The camp-meeting with us this year promises to be a huge affair, if we may judge from the extent of the preparations being made for it. A tabernacle 70x80 feet has already been erected for the comfort of the worshipers.

Running races, mile heats, best two in three, open to the horses of Accomac and Northampton, will come off at this place, on McConnell's track, on Thursday the 6th day of September next, for a purse of $150. To the fastest horse will be given $75, second $50, third $25. All entries must be made before the 15th day of August, and the entrance fee (15 per cent.) must be paid to Mr. Geo. E. Winder before that day.

Camp-meeting in August.

Infrastructure -- Public : Camp meetings

The camp-meeting on Turlington's grounds in the Pungoteague circuit, commences on Thursday the 2nd day of August, and through us tent-holders are requested to begin the erection of their tents in time to be completed by the evening of that day.

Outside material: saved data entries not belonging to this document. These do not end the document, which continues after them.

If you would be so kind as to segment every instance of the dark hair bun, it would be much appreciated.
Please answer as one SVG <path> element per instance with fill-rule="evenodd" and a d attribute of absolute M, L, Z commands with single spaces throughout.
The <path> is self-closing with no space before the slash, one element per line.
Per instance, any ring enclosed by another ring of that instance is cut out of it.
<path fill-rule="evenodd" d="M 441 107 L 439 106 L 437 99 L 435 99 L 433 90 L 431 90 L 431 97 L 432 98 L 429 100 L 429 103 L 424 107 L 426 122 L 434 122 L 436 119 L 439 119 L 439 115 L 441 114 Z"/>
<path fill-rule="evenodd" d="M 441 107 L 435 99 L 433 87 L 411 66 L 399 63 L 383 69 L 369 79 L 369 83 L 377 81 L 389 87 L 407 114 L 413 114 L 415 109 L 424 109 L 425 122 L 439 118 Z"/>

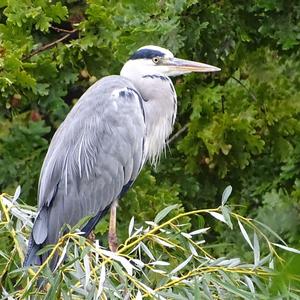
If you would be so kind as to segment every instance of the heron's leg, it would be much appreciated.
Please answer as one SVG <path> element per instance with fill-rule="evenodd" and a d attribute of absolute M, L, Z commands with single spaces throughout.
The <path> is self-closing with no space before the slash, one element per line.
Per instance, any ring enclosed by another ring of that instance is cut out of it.
<path fill-rule="evenodd" d="M 109 231 L 108 231 L 108 246 L 110 251 L 116 252 L 118 248 L 117 240 L 117 201 L 114 201 L 110 208 L 110 218 L 109 218 Z"/>

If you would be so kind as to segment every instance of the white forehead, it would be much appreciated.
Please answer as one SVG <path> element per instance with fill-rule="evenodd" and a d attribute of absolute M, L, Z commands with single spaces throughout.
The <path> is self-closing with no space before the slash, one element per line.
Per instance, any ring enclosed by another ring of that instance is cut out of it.
<path fill-rule="evenodd" d="M 147 46 L 144 46 L 144 47 L 141 47 L 138 49 L 139 50 L 143 50 L 143 49 L 149 49 L 149 50 L 154 50 L 154 51 L 160 51 L 162 53 L 165 54 L 165 57 L 169 57 L 169 58 L 173 58 L 174 55 L 173 53 L 168 50 L 168 49 L 165 49 L 165 48 L 162 48 L 162 47 L 159 47 L 159 46 L 154 46 L 154 45 L 147 45 Z"/>

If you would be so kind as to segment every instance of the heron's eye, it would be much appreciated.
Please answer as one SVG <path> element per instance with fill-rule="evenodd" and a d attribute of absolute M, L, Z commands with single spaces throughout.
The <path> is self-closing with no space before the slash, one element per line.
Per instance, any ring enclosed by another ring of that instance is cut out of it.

The first services at the camp will be held at night on the day designated, and if possible it is desired that the camp be not disturbed thereafter by the noise incident to tent building and the like.

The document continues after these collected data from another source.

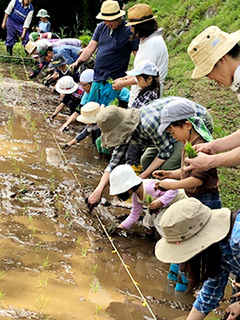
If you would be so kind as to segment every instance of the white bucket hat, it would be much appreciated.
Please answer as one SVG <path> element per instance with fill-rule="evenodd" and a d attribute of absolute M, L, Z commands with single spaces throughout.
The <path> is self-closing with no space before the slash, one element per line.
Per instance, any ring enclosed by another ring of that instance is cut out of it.
<path fill-rule="evenodd" d="M 186 262 L 226 237 L 230 224 L 228 208 L 211 210 L 195 198 L 179 200 L 162 215 L 156 257 L 165 263 Z"/>
<path fill-rule="evenodd" d="M 34 50 L 37 49 L 37 45 L 33 41 L 28 41 L 25 46 L 25 50 L 28 52 L 28 57 L 33 53 Z"/>
<path fill-rule="evenodd" d="M 80 75 L 80 82 L 93 82 L 94 70 L 86 69 Z"/>
<path fill-rule="evenodd" d="M 188 54 L 195 69 L 192 78 L 208 75 L 215 64 L 240 41 L 240 30 L 227 33 L 216 26 L 210 26 L 192 40 Z"/>
<path fill-rule="evenodd" d="M 121 164 L 110 173 L 110 195 L 117 195 L 130 190 L 142 182 L 136 175 L 133 168 L 128 164 Z"/>
<path fill-rule="evenodd" d="M 76 91 L 78 84 L 73 80 L 71 76 L 64 76 L 56 83 L 56 91 L 59 93 L 70 94 Z"/>
<path fill-rule="evenodd" d="M 102 3 L 101 12 L 97 19 L 112 21 L 125 15 L 124 10 L 120 10 L 119 3 L 113 0 L 106 0 Z"/>
<path fill-rule="evenodd" d="M 141 74 L 146 74 L 156 77 L 159 75 L 159 69 L 153 62 L 149 60 L 140 60 L 137 63 L 136 67 L 130 71 L 127 71 L 126 74 L 129 76 L 139 76 Z"/>
<path fill-rule="evenodd" d="M 37 13 L 37 17 L 40 17 L 40 18 L 50 18 L 50 16 L 48 15 L 48 12 L 47 10 L 45 9 L 40 9 Z"/>
<path fill-rule="evenodd" d="M 88 102 L 81 108 L 81 115 L 77 117 L 77 121 L 92 124 L 96 123 L 97 114 L 100 112 L 101 108 L 100 104 L 97 102 Z"/>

The Graded School Assured.

Infrastructure -- Public : Schools

The Trustees of Drummondtown and the Board of School Trustees of Lee District have entered into an agreement whereby the latter have the privilege, and are going to erect, connected with the present school-house of said town, an additional building for free school purposes, to be a two-story, with two rooms, which with the old room will give three rooms for school purposes. The graded school is now a matter of certainty, and we congratulate the Trustees of this District upon this effort in behalf of education in the right direction. -- Such an institution in a community having so many children as ours will prove a great blessing.


fields -- Crops - White potatoes : Quality control

The comments so frequently made by us, upon the failure of our farmers to cull their potatoes and otherwise prepare them properly for market, have been so much disregarded this season that we had almost concluded to give the matter no further attention. Reports which have reached us, however, of late from the very best commission men in cities to which our largest shipments are made show up the folly of our people in such glaring colors "in the preparation of their stuff for market," that we are constrained to bring the matter again to their attention. The extent of that folly can be inferred from the following clipping from one of those reports.

The Eastern shore potatoes are running very poor, small and not well sorted. Some lots are shipped just as they came out of the ground, all sizes from the size of a marble up to fair cooking stock. This stuff is very hard to sell at any price.

Reports similar to this have been received by us from almost every shipping point and the natural consequence of such preparation of stuff for market is that the Eastern shore potatoes are graded lower in market than any other potatoes. Properly prepared we are informed that our potatoes are as good as any sent to market, and that being the case is it not time that our people began to use the care necessary to prevent the depreciation in their value?

Especially is that care necessary when the market is as much depressed as it is this year. The expenses on a worthless barrel of potatoes being as large as one of superior quality, and in many instances barely enough being realized to pay them, it occurs to us that the most thoughtless would be taught to keep their worthless stuff at home. Aside, too, from the loss entailed upon us in a financial point of view, the opinion is current abroad that dishonest motives prompt us in the preparation of our stuff for market. In that opinion we cannot, of course concur, but that opinion nevertheless prevails to some extent, and this, taken in connection with the loss to us in returns, should stimulate us to guard against improper [illegible].